Very simply, the (same people who run the) EPO - which already grants software patents on a huge scale - would get full judicial control over these patents. Mark Webbink, Deputy General Counsel for Red Hat, notes, "EPLA's supporters are experts in obtaining patents, not innovation."
Indirectly, EPLA would legalise software patents almost immediately, as these are allowed by the EPO, and mostly rejected by national courts. From the point of view of the software industry, EPLA is very clearly a tool to get software patents allowed in the EU, after these were rejected by the EU Parliament in 2005.
EPLA would allow the patent industry to introduce software patents by at least three separate routes:
- Impose its own interpretation of the European Patent Convention by appointing judges who would enforce the EPO's practice of interpreting article 52 of the EPC to mean software and business methods are fully patentable.
- Modify the EPC Implementing Regulations to force the European Court of Justice to adopt the EPO's practice. This requires a 75% majority vote of EPC signatories.
- Modify the EPC itself, removing the constraints of article 52. With the EPC2000 treaty, which comes into force in December 2007, the EPO can 'fix' the EPC. This would require a unanimous vote of EPC signatories.
In all these cases, one of the key levers is the EU's becoming a contracting party (signatory) of the patent convention and/or EPLA.
- To make patent litigation, in both enforcement and defense, much more expensive.
- To move the patent system outside of EU control, and make it hard to reverse that move.
However, EPLA would also lower the bar on patent quality in all areas as the EPO's TBAs have systematically lowered the bar on inventive step, on prior art, on industrial application, and on subject matter.

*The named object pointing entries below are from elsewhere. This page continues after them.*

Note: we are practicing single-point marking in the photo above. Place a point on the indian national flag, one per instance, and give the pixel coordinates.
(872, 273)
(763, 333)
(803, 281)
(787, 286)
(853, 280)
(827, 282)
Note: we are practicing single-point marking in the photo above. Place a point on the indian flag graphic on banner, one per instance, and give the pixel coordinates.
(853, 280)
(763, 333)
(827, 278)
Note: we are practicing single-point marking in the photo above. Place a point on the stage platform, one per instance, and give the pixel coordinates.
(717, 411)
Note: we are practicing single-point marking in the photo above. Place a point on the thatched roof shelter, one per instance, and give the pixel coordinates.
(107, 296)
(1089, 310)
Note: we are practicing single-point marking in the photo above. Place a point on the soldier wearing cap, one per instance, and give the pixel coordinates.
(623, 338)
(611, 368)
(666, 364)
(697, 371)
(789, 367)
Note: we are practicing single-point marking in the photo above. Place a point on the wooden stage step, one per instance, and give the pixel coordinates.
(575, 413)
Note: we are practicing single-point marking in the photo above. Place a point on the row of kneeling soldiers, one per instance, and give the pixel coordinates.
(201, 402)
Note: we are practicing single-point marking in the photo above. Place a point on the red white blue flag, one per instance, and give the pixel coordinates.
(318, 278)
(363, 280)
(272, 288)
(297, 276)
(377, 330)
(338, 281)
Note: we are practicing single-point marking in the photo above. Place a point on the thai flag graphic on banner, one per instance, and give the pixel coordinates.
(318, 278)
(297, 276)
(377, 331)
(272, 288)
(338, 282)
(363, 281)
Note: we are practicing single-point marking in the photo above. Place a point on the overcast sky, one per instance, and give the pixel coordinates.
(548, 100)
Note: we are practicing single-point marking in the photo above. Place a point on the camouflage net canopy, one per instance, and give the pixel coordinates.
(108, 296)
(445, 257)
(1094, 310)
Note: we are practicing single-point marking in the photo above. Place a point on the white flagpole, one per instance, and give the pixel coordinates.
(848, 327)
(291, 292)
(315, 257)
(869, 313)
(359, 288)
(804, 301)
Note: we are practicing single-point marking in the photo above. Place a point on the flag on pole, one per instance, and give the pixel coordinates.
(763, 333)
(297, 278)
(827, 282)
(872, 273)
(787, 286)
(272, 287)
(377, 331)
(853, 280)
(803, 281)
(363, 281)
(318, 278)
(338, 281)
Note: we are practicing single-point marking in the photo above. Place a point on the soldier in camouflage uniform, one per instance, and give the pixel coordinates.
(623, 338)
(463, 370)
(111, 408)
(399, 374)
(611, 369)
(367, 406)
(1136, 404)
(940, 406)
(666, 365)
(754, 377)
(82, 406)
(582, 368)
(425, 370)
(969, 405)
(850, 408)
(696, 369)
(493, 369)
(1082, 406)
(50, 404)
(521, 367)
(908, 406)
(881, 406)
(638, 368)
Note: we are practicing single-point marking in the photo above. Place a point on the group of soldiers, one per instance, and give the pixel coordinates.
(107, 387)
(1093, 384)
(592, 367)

EPLA judges would be appointed and reappointed for fixed terms by the the EPO's Administrative Council. Fixed-term judges cannot be considered fully independent, which is why most countries appoint senior judges for life. Moreover, since the EPLA court judges can at the same time sit on the EPO's TBAs, the executive (EPO) will be partially in change of the judicial (EPLA court) functions, thus removing the "trias politica", the principles that would ensure separate and independent powers and areas of responsibility - in essence the normal checks and balances of modern democracy.